Over a 12 hour shift when you are seeing a patient 6 or more times a day this becomes more challenging. Patients start asking personal questions and if you are to vague with your answers then you seem “cold”, if you remind the patient that you are here to concentrate on them and try to redirect the conversation you are “cold”.....there is no winning this argument. If you spend 45 minutes at time with a person several times a week and actively avoid questions about yourself that doesn’t build trust with the patient....and makes them feel like you are uncaring. Yet even trying to share a minimal amount of information with your self with the patient to gain trust and have them feel cared for, one can end up in very inappropriate situations.

I am currently pregnant. I have had 3 of my patients ask to be invited to my baby shower and 2 of them have also made it very clear that they expect me to bring the baby BY THEIR HOUSE after she is born. I have one patient who BOUGHT me a GIFT for my baby. So I have made up an excuse that my baby shower is very far out of town....but I couldn’t do anything about the whole gift giving issue and the idea that I am going to bring my kid to WORK except to kindly as I could disappoint these people. Now they are upset because they “thought I was their friend.”

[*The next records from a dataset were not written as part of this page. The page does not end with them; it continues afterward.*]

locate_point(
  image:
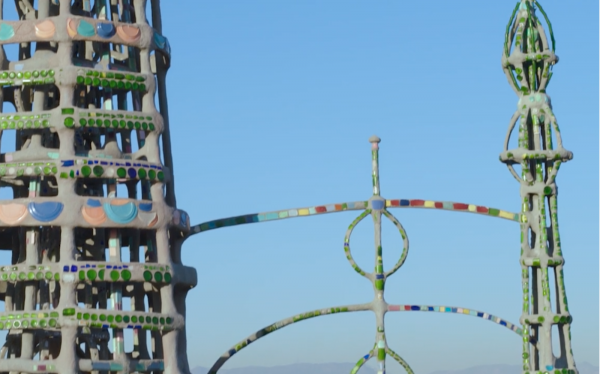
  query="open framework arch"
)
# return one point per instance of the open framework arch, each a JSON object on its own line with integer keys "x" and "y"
{"x": 378, "y": 208}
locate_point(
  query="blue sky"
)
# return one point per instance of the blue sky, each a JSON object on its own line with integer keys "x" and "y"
{"x": 277, "y": 100}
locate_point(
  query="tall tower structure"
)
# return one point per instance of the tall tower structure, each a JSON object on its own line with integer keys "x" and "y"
{"x": 94, "y": 282}
{"x": 527, "y": 60}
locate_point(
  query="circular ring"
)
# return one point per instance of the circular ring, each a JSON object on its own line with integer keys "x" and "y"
{"x": 396, "y": 223}
{"x": 405, "y": 242}
{"x": 347, "y": 243}
{"x": 511, "y": 126}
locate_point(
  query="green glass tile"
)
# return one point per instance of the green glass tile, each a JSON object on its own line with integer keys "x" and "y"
{"x": 91, "y": 274}
{"x": 69, "y": 122}
{"x": 69, "y": 312}
{"x": 98, "y": 170}
{"x": 126, "y": 275}
{"x": 114, "y": 275}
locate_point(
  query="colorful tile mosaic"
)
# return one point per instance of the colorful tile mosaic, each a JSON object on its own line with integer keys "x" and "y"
{"x": 448, "y": 309}
{"x": 527, "y": 61}
{"x": 458, "y": 207}
{"x": 68, "y": 226}
{"x": 111, "y": 80}
{"x": 27, "y": 78}
{"x": 377, "y": 208}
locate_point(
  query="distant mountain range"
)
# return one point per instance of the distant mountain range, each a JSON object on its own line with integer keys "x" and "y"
{"x": 344, "y": 368}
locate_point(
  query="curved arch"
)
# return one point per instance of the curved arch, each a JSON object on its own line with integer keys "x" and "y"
{"x": 280, "y": 324}
{"x": 349, "y": 257}
{"x": 400, "y": 360}
{"x": 452, "y": 206}
{"x": 405, "y": 242}
{"x": 456, "y": 310}
{"x": 355, "y": 205}
{"x": 277, "y": 215}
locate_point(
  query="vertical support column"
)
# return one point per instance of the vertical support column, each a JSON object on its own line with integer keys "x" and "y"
{"x": 527, "y": 61}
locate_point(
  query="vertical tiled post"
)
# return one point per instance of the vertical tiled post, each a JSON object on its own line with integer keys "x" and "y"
{"x": 527, "y": 61}
{"x": 89, "y": 137}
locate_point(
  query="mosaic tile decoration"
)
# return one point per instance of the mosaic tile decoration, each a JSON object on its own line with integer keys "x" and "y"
{"x": 377, "y": 208}
{"x": 528, "y": 59}
{"x": 457, "y": 310}
{"x": 88, "y": 87}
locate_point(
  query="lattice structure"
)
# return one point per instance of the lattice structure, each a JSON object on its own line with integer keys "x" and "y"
{"x": 378, "y": 208}
{"x": 527, "y": 61}
{"x": 93, "y": 229}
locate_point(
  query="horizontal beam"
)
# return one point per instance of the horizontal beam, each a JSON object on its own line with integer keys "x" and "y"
{"x": 455, "y": 310}
{"x": 356, "y": 205}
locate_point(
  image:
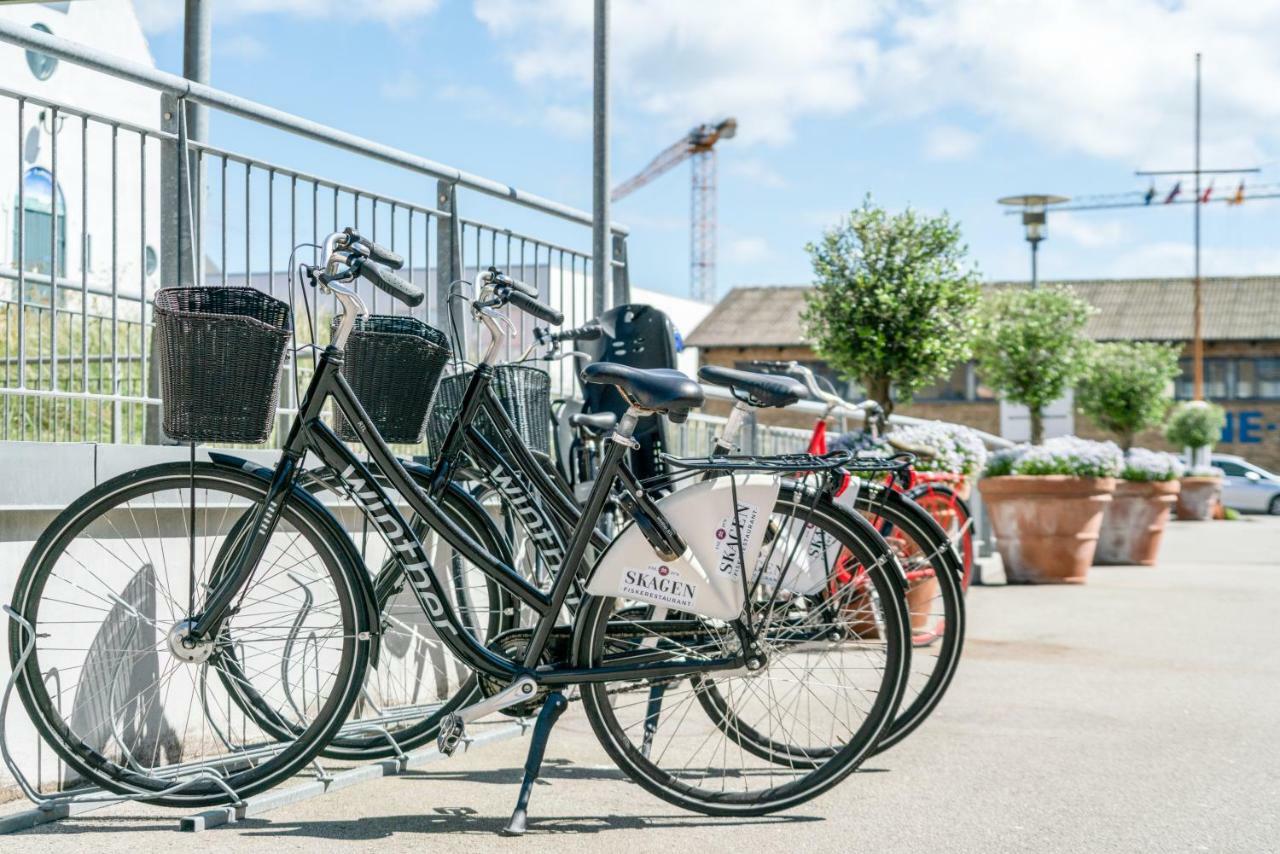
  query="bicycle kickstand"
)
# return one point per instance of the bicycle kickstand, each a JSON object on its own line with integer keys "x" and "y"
{"x": 553, "y": 707}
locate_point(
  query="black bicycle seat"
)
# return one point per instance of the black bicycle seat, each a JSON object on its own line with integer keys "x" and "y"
{"x": 658, "y": 389}
{"x": 755, "y": 389}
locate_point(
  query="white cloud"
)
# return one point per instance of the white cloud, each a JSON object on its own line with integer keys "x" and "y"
{"x": 949, "y": 142}
{"x": 159, "y": 16}
{"x": 1173, "y": 259}
{"x": 744, "y": 250}
{"x": 1109, "y": 80}
{"x": 766, "y": 63}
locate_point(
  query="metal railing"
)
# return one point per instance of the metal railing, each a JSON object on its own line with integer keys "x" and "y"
{"x": 97, "y": 228}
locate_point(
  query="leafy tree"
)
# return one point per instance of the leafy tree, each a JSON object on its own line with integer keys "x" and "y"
{"x": 894, "y": 301}
{"x": 1031, "y": 346}
{"x": 1125, "y": 387}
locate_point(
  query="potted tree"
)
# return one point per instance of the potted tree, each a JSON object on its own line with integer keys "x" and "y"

So tell me; what should I have said when my patients started asking me about my growing belly? “It looks like you got a little something going on dear?” “Oh Mrs. Sonso, yes I am pregnant, how are your blood sugars?” “They’re fine. I forgot to take them this morning. When are you due?” “Mrs. Sonso we discussed you were going to set an alarm so you would remember?” “Oh I forgot. Are you going to find out the sex?.” And on and on and on. And my pregnancy is just an obvious example of how INVASIVE patients are about our lives, about how emotionally needy people are. But there is some sort of consensus that there is a way to avoid these conflicts and it is SOLELY up to the nurse to do so? Not buying it. 

Look, the patient can have a less trusting, less genuine, more professional connection with their medical clinicians and thus have little to no disappointing conversation OR the patient can have a relationship with their medical clinicians but that will mean communication issues will arise and that PATIENTS will have to bear SOME responsibility for an occasional miscommunication or “bad experience”. 
The patients who wanted me to bring my baby to their house, who wanted to be invited to my baby shower, who bought me gifts, had a “bad” experience because THEY expected more out of our relationship than professional contact. That isn’t on me. I can only avoid sharing so much with repeated bombardment without seeming rude or cold. 
 

Now if you watch politicians you can see demonstration after demonstration of how to communicate professionally and answer questions with an evasive non answer....but how many people do you know who trust a politician?
 

Nursing is a damned if you do, damned if you don’t situation. 

 

 

 

Home care makes maintaining barriers much tougher than inpatient where you have them for a shift or two rather than seeing them weekly for months. If one of my home infusion clients tries to get too involved in my personal life I usually use some variation of the following line. My company has a very strict policy on my behavior with clients such as we cannot exchange contact information, and we can't engage in social interaction unrelated to the care I'm here to provide. Now you know I enjoy being your nurse Mrs. XYZ so I can't do anything that would jepordize that. That line handles 75% of my clients, for the remaining 25% that are especially persistent, I add on the tale of woe, of my good friend "Susan" who did not take this policy seriously and was let go.